The present study had several limitations. These included the small number of patients at a single centre, the retrospective nature of the analysis, which may have introduced information or selection bias, and the difference between the duration of the follow-up period between the groups. However, the results of this real-world comparison of the use of ICI/TKI vs. TKI alone in patients in the favourable IMDC risk group should help inform future discussion regarding their treatment.
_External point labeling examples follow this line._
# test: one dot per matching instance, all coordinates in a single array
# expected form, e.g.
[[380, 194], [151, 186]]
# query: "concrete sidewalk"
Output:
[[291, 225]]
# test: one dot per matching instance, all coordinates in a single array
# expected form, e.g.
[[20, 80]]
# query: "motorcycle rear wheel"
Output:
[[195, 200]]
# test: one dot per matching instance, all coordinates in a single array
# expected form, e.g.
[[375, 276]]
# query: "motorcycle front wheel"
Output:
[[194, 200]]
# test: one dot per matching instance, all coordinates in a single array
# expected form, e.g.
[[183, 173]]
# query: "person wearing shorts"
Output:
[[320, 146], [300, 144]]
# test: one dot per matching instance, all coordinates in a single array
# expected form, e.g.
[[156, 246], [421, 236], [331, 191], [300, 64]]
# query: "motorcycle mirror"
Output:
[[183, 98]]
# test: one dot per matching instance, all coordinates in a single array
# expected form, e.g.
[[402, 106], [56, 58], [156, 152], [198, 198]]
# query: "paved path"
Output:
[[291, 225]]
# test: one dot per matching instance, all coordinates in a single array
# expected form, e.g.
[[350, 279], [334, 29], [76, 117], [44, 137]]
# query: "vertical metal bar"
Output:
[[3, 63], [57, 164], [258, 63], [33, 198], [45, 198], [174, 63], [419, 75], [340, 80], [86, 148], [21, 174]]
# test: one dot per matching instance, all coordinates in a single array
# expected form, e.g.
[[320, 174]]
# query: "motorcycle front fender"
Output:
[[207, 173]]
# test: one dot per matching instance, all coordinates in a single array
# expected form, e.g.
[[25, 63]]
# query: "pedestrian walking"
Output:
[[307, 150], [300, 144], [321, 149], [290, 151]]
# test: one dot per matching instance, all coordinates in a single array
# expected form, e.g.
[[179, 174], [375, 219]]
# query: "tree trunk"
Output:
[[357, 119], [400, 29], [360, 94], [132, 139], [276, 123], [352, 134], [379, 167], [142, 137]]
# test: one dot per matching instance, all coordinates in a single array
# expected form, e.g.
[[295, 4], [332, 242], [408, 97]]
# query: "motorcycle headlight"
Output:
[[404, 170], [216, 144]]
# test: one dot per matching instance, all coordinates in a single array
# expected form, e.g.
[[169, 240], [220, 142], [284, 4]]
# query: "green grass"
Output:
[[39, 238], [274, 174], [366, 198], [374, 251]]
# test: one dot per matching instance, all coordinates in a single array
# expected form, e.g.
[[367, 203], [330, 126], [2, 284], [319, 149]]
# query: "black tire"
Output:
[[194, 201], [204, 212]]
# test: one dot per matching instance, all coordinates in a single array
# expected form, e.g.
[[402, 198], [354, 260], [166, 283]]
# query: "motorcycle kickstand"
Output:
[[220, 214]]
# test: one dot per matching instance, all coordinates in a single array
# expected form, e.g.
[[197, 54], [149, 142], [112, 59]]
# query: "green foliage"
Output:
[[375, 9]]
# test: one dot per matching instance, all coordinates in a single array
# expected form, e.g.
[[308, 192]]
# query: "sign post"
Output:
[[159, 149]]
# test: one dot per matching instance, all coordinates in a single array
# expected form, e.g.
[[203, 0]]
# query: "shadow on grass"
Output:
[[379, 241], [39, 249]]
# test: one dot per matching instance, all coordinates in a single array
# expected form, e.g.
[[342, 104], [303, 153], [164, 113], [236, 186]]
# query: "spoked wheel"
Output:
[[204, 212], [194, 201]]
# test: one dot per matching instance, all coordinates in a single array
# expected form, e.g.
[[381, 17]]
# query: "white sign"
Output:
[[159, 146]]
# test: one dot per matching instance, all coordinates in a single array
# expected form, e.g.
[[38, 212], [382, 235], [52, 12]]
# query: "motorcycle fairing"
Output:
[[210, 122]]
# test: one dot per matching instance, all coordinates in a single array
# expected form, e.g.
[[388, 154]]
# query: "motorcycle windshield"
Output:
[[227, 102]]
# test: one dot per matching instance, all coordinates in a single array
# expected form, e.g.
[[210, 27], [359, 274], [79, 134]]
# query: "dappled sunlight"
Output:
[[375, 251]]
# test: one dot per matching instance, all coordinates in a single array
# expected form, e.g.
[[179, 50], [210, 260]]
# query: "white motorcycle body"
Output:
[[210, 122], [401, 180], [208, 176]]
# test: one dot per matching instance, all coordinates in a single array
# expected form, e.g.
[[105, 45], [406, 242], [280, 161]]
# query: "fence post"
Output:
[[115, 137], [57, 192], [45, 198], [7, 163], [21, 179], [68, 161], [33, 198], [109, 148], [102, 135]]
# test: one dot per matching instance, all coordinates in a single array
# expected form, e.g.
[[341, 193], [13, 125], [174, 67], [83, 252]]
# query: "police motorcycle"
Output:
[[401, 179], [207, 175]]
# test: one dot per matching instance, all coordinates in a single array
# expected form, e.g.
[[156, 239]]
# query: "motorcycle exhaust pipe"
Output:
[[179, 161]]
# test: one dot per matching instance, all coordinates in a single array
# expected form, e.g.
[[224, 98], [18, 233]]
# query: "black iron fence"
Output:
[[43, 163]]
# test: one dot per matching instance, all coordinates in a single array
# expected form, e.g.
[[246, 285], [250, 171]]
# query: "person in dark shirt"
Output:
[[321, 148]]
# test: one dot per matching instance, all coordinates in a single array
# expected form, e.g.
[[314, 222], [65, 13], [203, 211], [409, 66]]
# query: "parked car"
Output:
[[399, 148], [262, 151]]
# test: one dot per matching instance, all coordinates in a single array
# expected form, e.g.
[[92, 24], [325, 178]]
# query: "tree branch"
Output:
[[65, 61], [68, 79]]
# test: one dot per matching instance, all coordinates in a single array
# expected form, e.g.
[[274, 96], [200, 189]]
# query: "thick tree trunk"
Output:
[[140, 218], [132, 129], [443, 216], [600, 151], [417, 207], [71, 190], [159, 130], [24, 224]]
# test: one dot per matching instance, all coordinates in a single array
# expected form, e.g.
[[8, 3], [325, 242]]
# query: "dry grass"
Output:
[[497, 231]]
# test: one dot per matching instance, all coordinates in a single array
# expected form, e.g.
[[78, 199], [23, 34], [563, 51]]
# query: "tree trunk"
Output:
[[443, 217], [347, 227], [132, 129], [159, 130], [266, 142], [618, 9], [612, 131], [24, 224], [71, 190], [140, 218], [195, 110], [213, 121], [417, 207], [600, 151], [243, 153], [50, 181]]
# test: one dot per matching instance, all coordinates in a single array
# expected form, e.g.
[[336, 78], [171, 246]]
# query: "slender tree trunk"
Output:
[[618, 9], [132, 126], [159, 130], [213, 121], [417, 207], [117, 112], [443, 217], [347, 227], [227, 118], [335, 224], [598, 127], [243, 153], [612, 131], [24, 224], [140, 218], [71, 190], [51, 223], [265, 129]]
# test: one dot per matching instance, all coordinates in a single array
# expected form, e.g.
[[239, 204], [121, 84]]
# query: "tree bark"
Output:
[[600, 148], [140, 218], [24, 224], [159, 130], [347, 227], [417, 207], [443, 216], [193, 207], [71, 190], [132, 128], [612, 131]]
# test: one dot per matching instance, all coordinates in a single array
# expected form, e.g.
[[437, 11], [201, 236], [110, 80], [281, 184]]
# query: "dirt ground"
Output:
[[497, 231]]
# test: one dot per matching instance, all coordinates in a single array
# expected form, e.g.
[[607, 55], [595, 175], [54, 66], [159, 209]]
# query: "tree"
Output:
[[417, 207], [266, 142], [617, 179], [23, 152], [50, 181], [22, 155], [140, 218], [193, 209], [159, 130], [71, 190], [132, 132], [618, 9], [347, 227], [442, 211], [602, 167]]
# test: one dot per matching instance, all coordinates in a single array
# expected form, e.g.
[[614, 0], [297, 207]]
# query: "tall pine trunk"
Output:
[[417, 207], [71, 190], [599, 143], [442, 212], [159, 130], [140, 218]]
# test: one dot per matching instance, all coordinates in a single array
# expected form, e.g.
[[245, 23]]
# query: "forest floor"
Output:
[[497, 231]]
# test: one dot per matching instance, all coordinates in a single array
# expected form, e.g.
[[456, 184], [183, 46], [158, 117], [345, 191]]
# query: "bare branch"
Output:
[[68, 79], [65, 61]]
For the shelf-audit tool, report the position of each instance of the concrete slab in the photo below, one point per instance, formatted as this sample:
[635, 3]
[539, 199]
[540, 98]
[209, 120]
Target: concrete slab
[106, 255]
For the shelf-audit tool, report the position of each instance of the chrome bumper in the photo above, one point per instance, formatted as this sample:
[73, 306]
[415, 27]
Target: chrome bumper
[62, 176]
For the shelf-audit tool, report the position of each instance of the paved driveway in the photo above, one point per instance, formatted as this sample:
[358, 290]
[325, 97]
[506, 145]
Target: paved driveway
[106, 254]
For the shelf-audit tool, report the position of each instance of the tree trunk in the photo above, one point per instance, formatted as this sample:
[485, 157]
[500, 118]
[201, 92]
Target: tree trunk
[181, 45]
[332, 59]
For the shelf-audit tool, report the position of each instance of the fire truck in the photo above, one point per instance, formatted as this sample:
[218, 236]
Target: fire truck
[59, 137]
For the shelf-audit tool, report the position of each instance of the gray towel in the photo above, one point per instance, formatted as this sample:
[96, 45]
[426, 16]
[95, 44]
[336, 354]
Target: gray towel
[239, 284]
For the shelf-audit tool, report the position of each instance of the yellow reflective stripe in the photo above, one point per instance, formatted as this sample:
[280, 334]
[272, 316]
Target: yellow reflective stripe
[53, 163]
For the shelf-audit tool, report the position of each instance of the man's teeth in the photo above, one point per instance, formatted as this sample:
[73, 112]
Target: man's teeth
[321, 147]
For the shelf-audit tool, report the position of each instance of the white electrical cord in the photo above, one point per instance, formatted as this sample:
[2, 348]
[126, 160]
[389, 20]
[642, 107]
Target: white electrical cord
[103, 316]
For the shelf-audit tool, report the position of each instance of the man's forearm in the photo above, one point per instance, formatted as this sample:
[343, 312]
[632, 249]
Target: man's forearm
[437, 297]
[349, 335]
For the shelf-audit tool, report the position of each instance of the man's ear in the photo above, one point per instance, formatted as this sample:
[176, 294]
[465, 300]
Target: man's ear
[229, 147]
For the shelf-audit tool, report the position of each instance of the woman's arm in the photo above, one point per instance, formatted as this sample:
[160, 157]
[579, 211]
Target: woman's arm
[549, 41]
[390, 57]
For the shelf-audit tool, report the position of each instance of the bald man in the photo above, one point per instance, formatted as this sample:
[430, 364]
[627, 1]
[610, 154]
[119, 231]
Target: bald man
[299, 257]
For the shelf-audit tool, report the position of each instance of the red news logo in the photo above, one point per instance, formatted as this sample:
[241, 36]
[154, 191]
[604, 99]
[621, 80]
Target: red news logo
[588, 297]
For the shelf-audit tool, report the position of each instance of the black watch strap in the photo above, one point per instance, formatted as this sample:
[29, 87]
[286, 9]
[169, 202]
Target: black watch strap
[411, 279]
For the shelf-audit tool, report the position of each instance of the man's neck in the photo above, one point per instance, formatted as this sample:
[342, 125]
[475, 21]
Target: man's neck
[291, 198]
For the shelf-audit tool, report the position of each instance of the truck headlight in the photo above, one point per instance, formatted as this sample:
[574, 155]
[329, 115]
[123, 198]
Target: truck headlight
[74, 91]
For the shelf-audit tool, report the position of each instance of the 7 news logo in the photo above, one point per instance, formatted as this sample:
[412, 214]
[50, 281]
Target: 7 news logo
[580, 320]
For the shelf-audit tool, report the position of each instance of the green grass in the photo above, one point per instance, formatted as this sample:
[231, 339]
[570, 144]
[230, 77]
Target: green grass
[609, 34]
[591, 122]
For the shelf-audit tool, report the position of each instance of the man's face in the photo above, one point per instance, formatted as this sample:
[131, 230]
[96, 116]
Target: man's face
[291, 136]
Therefore, we believe that our research can be positioned as meaningful exploratory research.
Conclusion
The superiority of ICI/TKI with respect to ORR and AE, even for patients with mRCC in the favourable risk group, implies that the use of this combination therapy should be considered whenever possible.
Conflicts of Interest
The Authors declare that they have no conflicts of interest in relation to this study.
Authors’ Contributions
Conceptualization: MO and KO; Data curation: Tsuyoshi Matsuda; Formal analysis: Yuta Mukae; Investigation: HN; Methodology: MO; Project administration: KO; Supervision: RI; Validation: KM, Tomohiro Matsuo and Yasushi Mochizuki; Visualization; Roles/Writing - original draft: MO and KO; Writing - review & editing: MO and KO.
Acknowledgements
We thank Mark Cleasby, Ph.D. from Edanz (https://jp.edanz.com/ac) for editing a draft of this manuscript.
Funding
This research did not receive any specific grant from funding agencies in the public, commercial, or not-for-profit sectors.
Artificial Intelligence (AI) Disclosure
No artificial intelligence (AI) tools, including large language models or machine learning software, were used in the preparation, analysis, or presentation of this manuscript.